Remembering Billy the Dog
A Dog Who Was Loved by Anyone Who Met Him
Ian Malloch was jogging up the Santa Cruz Trail in the early morning on Tuesday, January 15. Just ahead of him were two of his three dogs, Billy and Macaroni. Macaroni, or Mac for short, was the larger of the two, about 65 pounds, a German wire haired pointer and Billy, a much smaller mixed-breed, black and white, wire haired terrier, a longtime family pet rescued through a San Fernando Valley-based organization called Life4Paws. The third dog, named Trouble, was left at home, too small for the long out-and-back trip to the top of Little Pine Mountain.
It was a good day for a run — cold, crisp air with the promise of afternoon warming for the trip back down. From Upper Oso campground the trio followed a jeepway for three-fourths of a mile to the point where the Santa Cruz Trail veered off, following a narrow canyon along a creek bed in the direction of a small backcountry overnight spot known as Nineteen Oaks.
About halfway to the camp the trail climbed up over a small hump and the turned right around a bend. With the dogs leading the way, they disappeared around the bend with Ian following from a distance he estimated to be no more than 30 to 40 yards.
Suddenly there was a shout — a single word — “Yo!” and the sound of barking. Then a gunshot. Within seconds Ian ran onto the scene, his dog Billy lying on the ground, his blaze orange collar blown off his neck with the plastic clasp missing a few yards away. Ian looked down in shock, unable to believe what he was seeing.

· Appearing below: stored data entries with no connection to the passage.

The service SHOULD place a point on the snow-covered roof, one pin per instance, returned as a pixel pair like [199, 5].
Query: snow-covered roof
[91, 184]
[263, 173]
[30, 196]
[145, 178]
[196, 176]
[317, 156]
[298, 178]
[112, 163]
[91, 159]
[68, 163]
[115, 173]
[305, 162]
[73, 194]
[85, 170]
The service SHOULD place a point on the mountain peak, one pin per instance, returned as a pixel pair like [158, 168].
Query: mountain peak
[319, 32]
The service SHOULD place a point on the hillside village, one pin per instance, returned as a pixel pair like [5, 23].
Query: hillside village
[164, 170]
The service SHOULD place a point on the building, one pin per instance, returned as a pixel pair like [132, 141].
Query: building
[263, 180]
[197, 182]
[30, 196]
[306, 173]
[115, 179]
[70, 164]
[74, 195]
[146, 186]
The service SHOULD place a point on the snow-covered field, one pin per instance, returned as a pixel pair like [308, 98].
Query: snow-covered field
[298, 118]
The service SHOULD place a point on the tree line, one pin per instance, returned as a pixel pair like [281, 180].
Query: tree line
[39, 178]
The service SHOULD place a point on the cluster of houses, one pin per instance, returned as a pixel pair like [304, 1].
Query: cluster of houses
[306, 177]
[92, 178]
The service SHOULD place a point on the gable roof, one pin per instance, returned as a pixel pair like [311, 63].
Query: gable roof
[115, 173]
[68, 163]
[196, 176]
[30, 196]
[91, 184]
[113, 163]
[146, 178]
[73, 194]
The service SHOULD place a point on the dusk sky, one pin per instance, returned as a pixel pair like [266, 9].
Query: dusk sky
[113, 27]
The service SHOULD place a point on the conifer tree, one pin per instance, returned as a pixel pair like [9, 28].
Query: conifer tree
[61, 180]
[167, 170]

“I’m sorry, bro, I had to put your dog down,” one of the hunters said.
“Why!?” Ian asked.
“I thought it was a wild dog,” he answered.
“We didn’t come out here to shoot your dog,” the other said.
“Does it really matter what you came out here for?” Ian responded. “You did shoot my dog.” Later Ian explained to me that the blaze orange collar Billy had on was clearly visible, and he couldn’t believe both Billy and Mac together, on a hiking trail, both wearing collars, could be mistaken for wild dogs.”
Crouching over his silenced dog with a pool of blood surrounding his furry head, Ian briefly wept realizing his beloved pet was dead. Still in shock, Ian boosted Billy up for what was perhaps the most painful two-mile walk of his life. “I carried him down the trail over my shoulder, blood soaking my shirt all the way down my legs to my running shoes,” Ian remembered. One of the hunters offered Ian an extra shirt from his truck when they reach the vehicles, and from there Ian insisted they head to the Santa Barbara Ranger District office to report the incident.
A week later, I am sitting at Café Luna in Summerland with Ian to talk about Billy and to understand more about what his loss has meant. We’re sitting outside with Macaroni lying beside us. “I wanted you to meet Mac,” Ian said, “so you know the kind of dog he is.”
“Billy was a good dog too, such a good dog; everyone who ever met him fell in love with him, a mutt of sorts, a cross between a terrier and some other sort of long, skinny-legged mutt that seemed to suit him perfectly. Benji adorable.”
As we talked, the thoughts came out of Ian in a rambling sort of way. Memories of a dog that did not deserve to die that way, efforts to understand why there wasn’t another way to handle the situation.
“We’re talking about two large men and one small dog,” Ian said. “One of the hunters was over 6 foot and 230 pounds; the other 6’ 5” and 210 pounds. You’re that big and you can’t figure out a way to handle things differently?”
In another moment Ian took stock of those who’ve blamed him for not having the dogs on leash. “Yes, it’s true,” he said, “Billy would be alive if he were on leash. But who has the greater responsibility here, the 40-pound dog that doesn’t even come to my knee or the 230-pound hunter decked out in camo gear with a deadly weapon in his hands? It’s a moral issue of sorts, that you can take a dog’s life so quickly … a very convenient way to escalate a situation to the point of no return.”
Then Ian added, “It may have been within their ability to kill Billy and legal under the law, but that doesn’t make it right. Every hunter I know would have made a different decision.”
“I thought there would be legal repercussions for shooting a dog in the middle of a recreation area,” Ian said to me. “We’re not more than a mile from Upper Oso, one of the largest overnight campgrounds back here, and yet hunters can legally hunt that close to one one of the most popular trails back here?”
Over the weekend, Ian and a close friend hiked up to Montecito Peak to bury Billy’s ashes. “It was a hike that Billy and I had done many times … that’s where he was the happiest,” he said. They found a secluded spot not too far from the top of the peak, dug a two-foot-deep hole, and buried Billy in a small wooden box with Macaroni looking down at his lifelong companion.
“Now every time I go back up the San Ysidro Trail with Mac, I’ll be able to be with Billy again,” Ian said. “For me now, I’ll always think of it as Billy’s Peak.
On Groundhog Day, Ian and his family will make the trek back up once again with family and friends to celebrate Billy’s life. They invite you to come along and share in the memories of those who have hiked the trails with their dogs.